Stir in the veal jus and simmer for 40 minutes, or until the sauce coats the back of a spoon (when you run a finger along the back of the sauced spoon, exposing the metal, the sauce should not re-cover the trail). Check and adjust the seasoning to taste. Pass through a finemesh sieve and keep warm until ready to use.
Now cook the celeriac. This large orb will need a good 30 minutes to cook to the texture and taste we want. Place the celeriac in a heavy-based saucepan over a medium heat and add the goat’s butter. Heat until the butter is foaming, then cover with a tight-fitting lid and reduce the heat. Turn occasionally to ensure even colouring. Test for doneness with a knife, as you would potatoes. Set aside.

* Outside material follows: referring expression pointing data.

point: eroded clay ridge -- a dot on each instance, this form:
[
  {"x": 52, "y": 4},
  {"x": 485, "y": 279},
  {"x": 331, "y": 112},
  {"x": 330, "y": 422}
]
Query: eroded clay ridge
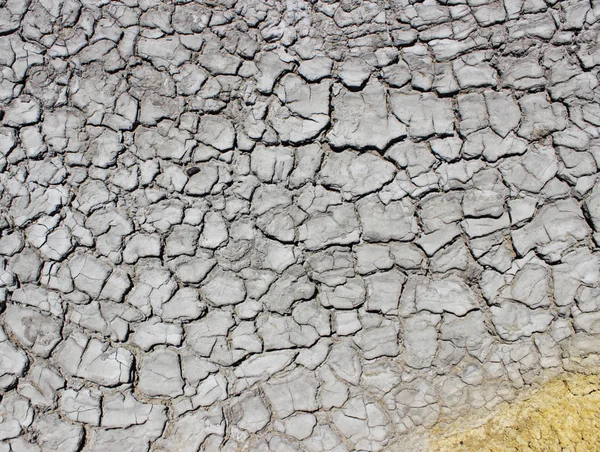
[{"x": 291, "y": 226}]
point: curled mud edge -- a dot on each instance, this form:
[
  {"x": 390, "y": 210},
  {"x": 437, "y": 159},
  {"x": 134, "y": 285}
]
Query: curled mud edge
[{"x": 561, "y": 415}]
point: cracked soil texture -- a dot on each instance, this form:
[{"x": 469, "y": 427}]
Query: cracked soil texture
[{"x": 300, "y": 225}]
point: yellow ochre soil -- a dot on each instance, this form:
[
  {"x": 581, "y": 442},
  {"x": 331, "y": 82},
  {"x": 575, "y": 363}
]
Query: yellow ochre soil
[{"x": 564, "y": 415}]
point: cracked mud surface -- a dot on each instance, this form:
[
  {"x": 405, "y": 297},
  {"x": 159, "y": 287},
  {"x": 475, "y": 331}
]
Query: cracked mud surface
[
  {"x": 291, "y": 226},
  {"x": 563, "y": 415}
]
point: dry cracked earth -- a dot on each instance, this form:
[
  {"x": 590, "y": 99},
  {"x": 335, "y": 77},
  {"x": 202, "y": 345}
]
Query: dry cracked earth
[{"x": 253, "y": 225}]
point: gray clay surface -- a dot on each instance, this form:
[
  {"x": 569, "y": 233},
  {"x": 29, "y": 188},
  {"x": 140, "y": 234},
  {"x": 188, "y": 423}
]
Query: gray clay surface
[{"x": 316, "y": 226}]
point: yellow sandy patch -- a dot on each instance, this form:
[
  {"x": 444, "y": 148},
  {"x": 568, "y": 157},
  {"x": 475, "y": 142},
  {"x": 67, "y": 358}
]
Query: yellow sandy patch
[{"x": 563, "y": 416}]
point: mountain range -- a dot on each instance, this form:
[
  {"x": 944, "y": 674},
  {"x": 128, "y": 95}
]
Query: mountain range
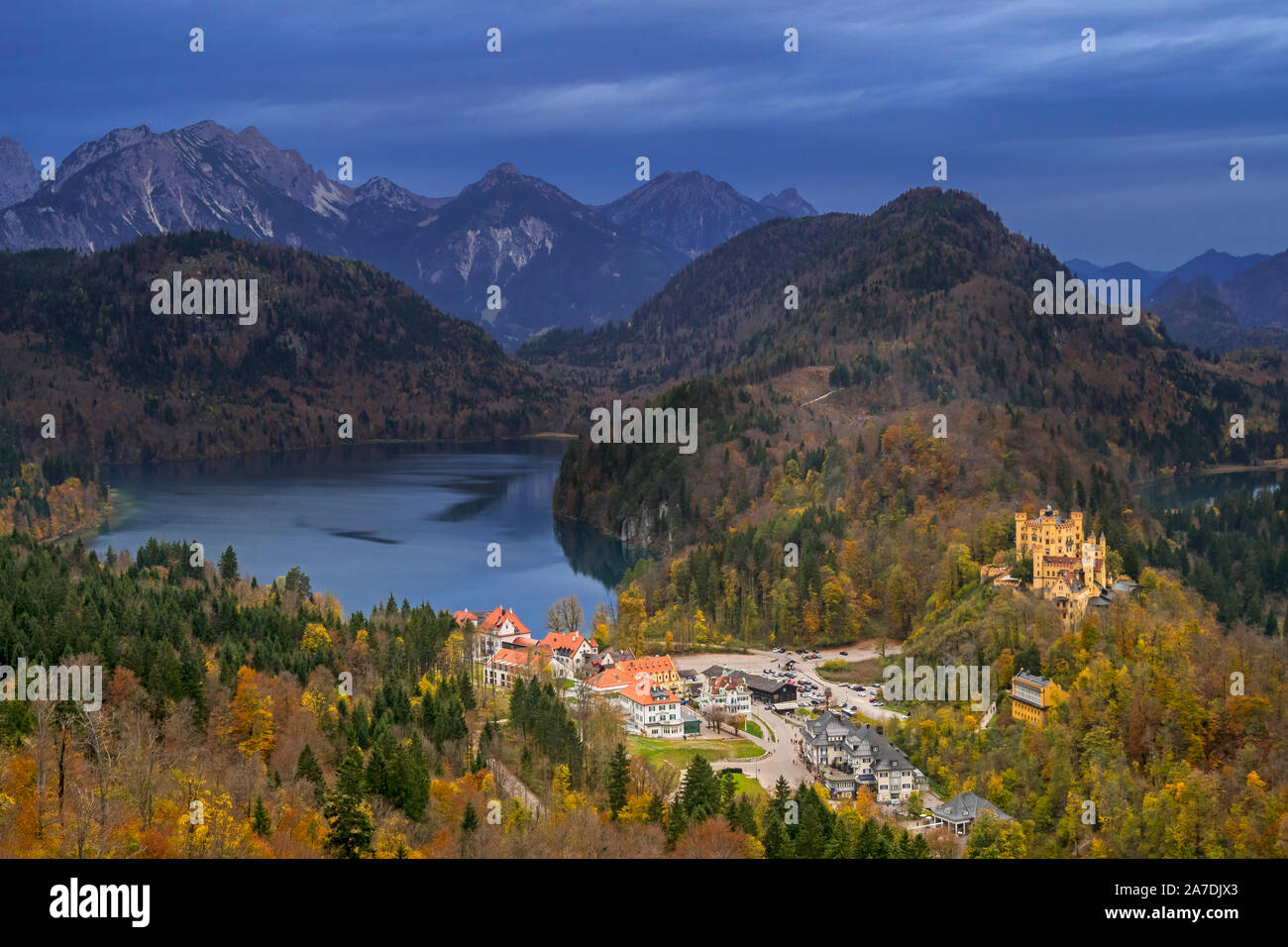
[
  {"x": 1216, "y": 302},
  {"x": 918, "y": 311},
  {"x": 557, "y": 262},
  {"x": 81, "y": 339}
]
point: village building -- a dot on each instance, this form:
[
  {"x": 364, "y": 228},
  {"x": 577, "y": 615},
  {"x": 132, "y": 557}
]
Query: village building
[
  {"x": 494, "y": 630},
  {"x": 846, "y": 757},
  {"x": 961, "y": 810},
  {"x": 570, "y": 651},
  {"x": 507, "y": 665}
]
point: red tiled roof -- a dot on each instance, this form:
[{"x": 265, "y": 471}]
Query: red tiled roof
[
  {"x": 518, "y": 657},
  {"x": 570, "y": 642}
]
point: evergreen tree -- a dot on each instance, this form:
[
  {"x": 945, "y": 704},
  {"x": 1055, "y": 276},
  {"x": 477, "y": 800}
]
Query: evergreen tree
[
  {"x": 347, "y": 812},
  {"x": 773, "y": 831},
  {"x": 675, "y": 822},
  {"x": 228, "y": 565},
  {"x": 700, "y": 792},
  {"x": 469, "y": 825},
  {"x": 617, "y": 780},
  {"x": 467, "y": 689},
  {"x": 261, "y": 822}
]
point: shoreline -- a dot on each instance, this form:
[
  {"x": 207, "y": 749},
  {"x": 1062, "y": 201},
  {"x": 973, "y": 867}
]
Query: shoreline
[{"x": 1215, "y": 471}]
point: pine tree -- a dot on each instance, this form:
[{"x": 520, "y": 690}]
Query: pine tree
[
  {"x": 228, "y": 565},
  {"x": 347, "y": 812},
  {"x": 261, "y": 823},
  {"x": 469, "y": 825},
  {"x": 617, "y": 780},
  {"x": 773, "y": 832},
  {"x": 700, "y": 789},
  {"x": 308, "y": 768},
  {"x": 675, "y": 822},
  {"x": 467, "y": 689}
]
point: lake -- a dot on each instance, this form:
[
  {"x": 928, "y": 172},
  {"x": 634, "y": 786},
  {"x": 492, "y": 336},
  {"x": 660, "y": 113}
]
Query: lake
[
  {"x": 1185, "y": 491},
  {"x": 368, "y": 521}
]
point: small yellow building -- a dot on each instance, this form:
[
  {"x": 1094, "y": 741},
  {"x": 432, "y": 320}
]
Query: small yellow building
[{"x": 1031, "y": 697}]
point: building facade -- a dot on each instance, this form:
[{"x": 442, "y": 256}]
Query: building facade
[
  {"x": 846, "y": 757},
  {"x": 1031, "y": 697}
]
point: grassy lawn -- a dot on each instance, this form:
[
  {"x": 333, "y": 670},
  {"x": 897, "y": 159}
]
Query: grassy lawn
[
  {"x": 678, "y": 753},
  {"x": 750, "y": 788},
  {"x": 866, "y": 672}
]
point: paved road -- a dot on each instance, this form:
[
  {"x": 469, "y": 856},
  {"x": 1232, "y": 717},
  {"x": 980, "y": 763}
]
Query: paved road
[
  {"x": 756, "y": 663},
  {"x": 782, "y": 757}
]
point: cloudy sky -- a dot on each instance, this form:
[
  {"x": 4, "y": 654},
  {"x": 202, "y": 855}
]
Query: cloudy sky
[{"x": 1121, "y": 154}]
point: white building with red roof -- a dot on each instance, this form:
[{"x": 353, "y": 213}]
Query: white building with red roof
[
  {"x": 570, "y": 651},
  {"x": 494, "y": 630}
]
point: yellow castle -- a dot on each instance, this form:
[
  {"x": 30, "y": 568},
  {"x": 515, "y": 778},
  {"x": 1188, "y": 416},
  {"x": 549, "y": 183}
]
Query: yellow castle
[{"x": 1067, "y": 566}]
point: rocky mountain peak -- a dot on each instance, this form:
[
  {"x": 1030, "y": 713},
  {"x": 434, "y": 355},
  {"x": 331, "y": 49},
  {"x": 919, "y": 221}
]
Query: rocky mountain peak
[{"x": 18, "y": 175}]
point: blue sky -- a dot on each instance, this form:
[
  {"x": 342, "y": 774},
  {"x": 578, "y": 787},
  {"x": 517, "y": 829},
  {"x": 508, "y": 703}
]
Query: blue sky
[{"x": 1121, "y": 154}]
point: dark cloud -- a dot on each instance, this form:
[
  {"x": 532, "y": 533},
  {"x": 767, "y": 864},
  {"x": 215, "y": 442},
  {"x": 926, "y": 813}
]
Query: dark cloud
[{"x": 1115, "y": 155}]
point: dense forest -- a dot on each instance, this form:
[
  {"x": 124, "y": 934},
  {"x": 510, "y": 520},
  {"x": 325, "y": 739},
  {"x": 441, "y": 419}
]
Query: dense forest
[
  {"x": 1168, "y": 742},
  {"x": 54, "y": 497},
  {"x": 253, "y": 720},
  {"x": 78, "y": 341},
  {"x": 862, "y": 457}
]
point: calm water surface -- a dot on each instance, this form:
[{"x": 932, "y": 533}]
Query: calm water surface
[{"x": 372, "y": 519}]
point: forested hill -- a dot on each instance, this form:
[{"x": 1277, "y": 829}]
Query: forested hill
[
  {"x": 78, "y": 341},
  {"x": 890, "y": 427},
  {"x": 923, "y": 307},
  {"x": 930, "y": 295}
]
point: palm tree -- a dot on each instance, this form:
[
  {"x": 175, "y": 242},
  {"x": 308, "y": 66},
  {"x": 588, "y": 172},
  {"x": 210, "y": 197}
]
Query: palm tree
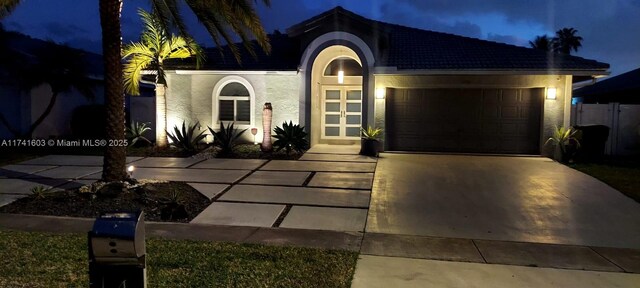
[
  {"x": 221, "y": 18},
  {"x": 60, "y": 67},
  {"x": 155, "y": 46},
  {"x": 567, "y": 40},
  {"x": 543, "y": 43}
]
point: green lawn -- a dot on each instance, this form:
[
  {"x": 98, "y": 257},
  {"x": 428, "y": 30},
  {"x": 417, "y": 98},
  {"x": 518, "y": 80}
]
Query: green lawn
[
  {"x": 60, "y": 260},
  {"x": 624, "y": 178}
]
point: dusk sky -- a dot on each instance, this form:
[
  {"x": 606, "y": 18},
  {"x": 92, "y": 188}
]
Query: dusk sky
[{"x": 610, "y": 28}]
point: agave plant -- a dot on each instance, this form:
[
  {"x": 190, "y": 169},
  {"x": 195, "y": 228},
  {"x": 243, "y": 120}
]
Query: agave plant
[
  {"x": 562, "y": 138},
  {"x": 186, "y": 139},
  {"x": 370, "y": 133},
  {"x": 135, "y": 132},
  {"x": 290, "y": 137},
  {"x": 226, "y": 137}
]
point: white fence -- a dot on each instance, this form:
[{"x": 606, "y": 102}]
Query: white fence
[{"x": 622, "y": 120}]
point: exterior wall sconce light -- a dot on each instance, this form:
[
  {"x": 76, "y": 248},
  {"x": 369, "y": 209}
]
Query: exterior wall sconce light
[
  {"x": 552, "y": 93},
  {"x": 254, "y": 131}
]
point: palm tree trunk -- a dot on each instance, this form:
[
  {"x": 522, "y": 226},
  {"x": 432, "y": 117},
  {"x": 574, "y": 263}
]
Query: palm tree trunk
[
  {"x": 161, "y": 116},
  {"x": 115, "y": 155},
  {"x": 46, "y": 112}
]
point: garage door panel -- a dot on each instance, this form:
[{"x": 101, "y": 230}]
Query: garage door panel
[{"x": 464, "y": 120}]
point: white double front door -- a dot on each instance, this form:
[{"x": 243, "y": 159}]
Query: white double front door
[{"x": 341, "y": 112}]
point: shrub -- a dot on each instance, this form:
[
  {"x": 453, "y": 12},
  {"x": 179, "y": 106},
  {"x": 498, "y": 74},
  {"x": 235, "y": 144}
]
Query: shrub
[
  {"x": 135, "y": 133},
  {"x": 370, "y": 133},
  {"x": 290, "y": 137},
  {"x": 226, "y": 138},
  {"x": 186, "y": 139}
]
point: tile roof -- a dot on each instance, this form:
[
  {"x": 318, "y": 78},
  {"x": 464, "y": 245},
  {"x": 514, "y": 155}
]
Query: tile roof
[{"x": 407, "y": 49}]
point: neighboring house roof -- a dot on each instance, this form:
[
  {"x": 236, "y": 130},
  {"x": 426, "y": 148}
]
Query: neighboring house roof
[
  {"x": 406, "y": 48},
  {"x": 624, "y": 88},
  {"x": 27, "y": 47}
]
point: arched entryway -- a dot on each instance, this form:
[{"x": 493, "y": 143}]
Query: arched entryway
[{"x": 337, "y": 96}]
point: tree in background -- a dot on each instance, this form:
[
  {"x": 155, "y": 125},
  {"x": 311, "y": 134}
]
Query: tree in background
[{"x": 155, "y": 46}]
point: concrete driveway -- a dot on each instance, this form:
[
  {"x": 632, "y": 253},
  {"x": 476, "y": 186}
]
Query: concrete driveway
[{"x": 528, "y": 199}]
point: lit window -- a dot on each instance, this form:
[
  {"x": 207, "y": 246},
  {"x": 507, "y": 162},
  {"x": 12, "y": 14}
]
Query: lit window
[{"x": 234, "y": 103}]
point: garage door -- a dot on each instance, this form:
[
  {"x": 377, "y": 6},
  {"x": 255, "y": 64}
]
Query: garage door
[{"x": 464, "y": 120}]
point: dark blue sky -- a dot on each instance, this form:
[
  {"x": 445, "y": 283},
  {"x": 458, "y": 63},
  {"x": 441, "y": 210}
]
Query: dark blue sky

Preheat the oven to 220C/ gas mark 7.
Next, continue the truffled sauce. Over a medium-low heat, sweat the truffle in the remaining 25g butter for four minutes. Add the port and the remaining 50ml of Madeira. Slowly reduce by half, about 10 minutes.
Combine the truffle sauce with 120ml of the warm Madeira sauce you made earlier (the remaining Madeira sauce will keep in the refrigerator for five days in a sealed container), and bring to the boil. Reduce the heat and simmer very gently for 20 minutes, skimming occasionally. Season to taste, then remove from the heat.
To cook the partridges, foam the butter over a medium-high heat in a heavy-based frying pan. Add the partridges and baste the birds generously. Season with salt. Transfer to the oven and roast for about 6-8 minutes, until the birds appear golden-brown.
While the birds are cooking, sauté the kale very quickly in a pan with a little vegetable oil. Add the pine nuts. In a separate pan, caramelise the salsify in the goat’s butter until tender, about 15 minutes. Drain on kitchen paper and set aside.
Remove the birds from the oven and leave to rest for 10 minutes. While the birds are resting, check the temperature of your vegetables and sauce and reheat as needed. Cut the celeriac into wedges.
To serve, remove the partridge breasts from the bone and carefully remove the skin. Place some kale in the centre of each plate together with two batons of salsify, plus two carrots and two wedges each of purple and golden beetroot, if using, and two wedges of celeriac. Arrange the partridge breasts on top and finish with about two dessert spoonfuls of the truffled Madeira sauce.